Indonesia: Lands of The Local Wisdom
Setelah bergembira ria karena ga ketembak sodoran PR estafetnya ihwan akhirnya tembakannya nyampe juga ke aku, dapet PR pantulan dari rana lewat postingannya. Ya wis lumayan itung2 buat nambah jumlah postingan deh.
Ada hal menarik di Indonesia yang menurutku ces pleng banget dengan kehidupan masyarakat lokalnya, yaitu tentang kearifan lokal, memang jika dibandingkan dengan negara2 yang konon memiliki sejarah masa lalu yang sangat mentereng nyaris nama Indonesia jarang tersebut, jika kita menyebut sejarah2 peradaban besar kita hanya akan menghitung Mesir, Yunani, Romawi, Mesopotamia, China dan India, kemudian dilanjut Islam, Renaissance Eropa sampai peradaban modern sementara untuk nusantara lebih banyak memble.

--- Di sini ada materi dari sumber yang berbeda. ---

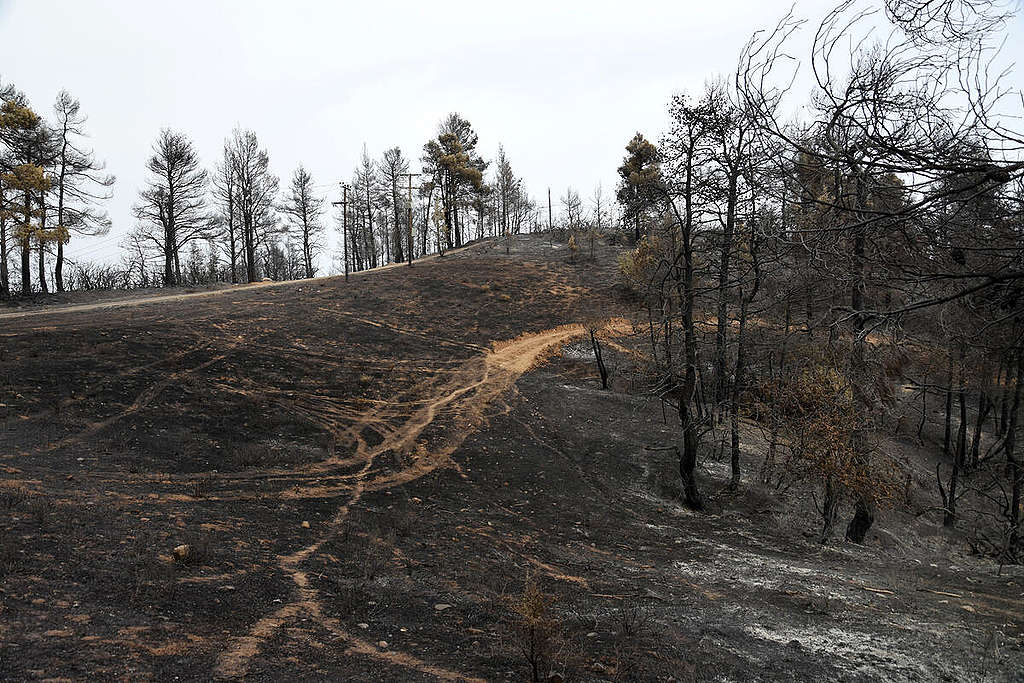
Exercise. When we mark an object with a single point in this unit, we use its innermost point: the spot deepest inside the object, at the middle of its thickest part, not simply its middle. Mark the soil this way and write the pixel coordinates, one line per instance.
(366, 474)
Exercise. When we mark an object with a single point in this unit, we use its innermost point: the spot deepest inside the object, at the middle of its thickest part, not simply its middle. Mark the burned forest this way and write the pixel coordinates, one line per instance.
(413, 380)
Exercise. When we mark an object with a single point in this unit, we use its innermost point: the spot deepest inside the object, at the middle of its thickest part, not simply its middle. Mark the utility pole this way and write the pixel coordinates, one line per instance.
(344, 223)
(551, 237)
(410, 176)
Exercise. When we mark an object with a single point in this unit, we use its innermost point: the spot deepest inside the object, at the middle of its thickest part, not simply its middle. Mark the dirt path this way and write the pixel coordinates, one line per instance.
(230, 291)
(479, 384)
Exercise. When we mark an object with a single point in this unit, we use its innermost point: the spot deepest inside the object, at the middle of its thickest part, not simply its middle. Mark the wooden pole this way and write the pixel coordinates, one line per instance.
(344, 224)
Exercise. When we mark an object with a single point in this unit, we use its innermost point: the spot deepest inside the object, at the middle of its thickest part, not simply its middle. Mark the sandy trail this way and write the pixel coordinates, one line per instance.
(229, 291)
(467, 394)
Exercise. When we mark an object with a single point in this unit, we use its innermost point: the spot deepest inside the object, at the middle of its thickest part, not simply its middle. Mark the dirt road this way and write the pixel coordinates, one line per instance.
(366, 474)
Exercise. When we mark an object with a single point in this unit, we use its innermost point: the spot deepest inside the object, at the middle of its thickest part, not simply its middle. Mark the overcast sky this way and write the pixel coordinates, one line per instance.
(562, 85)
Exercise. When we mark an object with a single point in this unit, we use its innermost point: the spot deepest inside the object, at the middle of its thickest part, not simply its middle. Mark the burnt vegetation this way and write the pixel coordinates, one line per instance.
(757, 417)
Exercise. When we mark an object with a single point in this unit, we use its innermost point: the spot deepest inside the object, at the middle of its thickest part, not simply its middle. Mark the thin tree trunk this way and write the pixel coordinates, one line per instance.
(26, 249)
(1014, 462)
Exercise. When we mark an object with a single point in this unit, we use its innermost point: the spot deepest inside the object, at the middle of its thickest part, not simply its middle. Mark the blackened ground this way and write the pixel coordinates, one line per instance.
(365, 483)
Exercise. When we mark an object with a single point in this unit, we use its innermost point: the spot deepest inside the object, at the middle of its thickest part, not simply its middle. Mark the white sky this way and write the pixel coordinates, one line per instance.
(562, 85)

Kenapa? karena budaya masyarakat kita lebih cenderung pada kebudayaan lisan bukan dalam bentuk tulisan, konon peradaban nusantara sudah sangat maju di masa lalu, orang2 China sebelum zaman Cheng Ho menggunakan jasa pelaut nusantara untuk membawa dagangannya ke negeri India, dan persi belum ekspor kapur barus dari sumatera yang khusus dipesan buat keperluan ngurus mumi2 Mesir dan ketenaran Sumatera sebagai pengekspor Emas ke timur tengah. Dan beberapa kemiripan budaya masyarakat Madagaskar dengan masyarakat Indonesia.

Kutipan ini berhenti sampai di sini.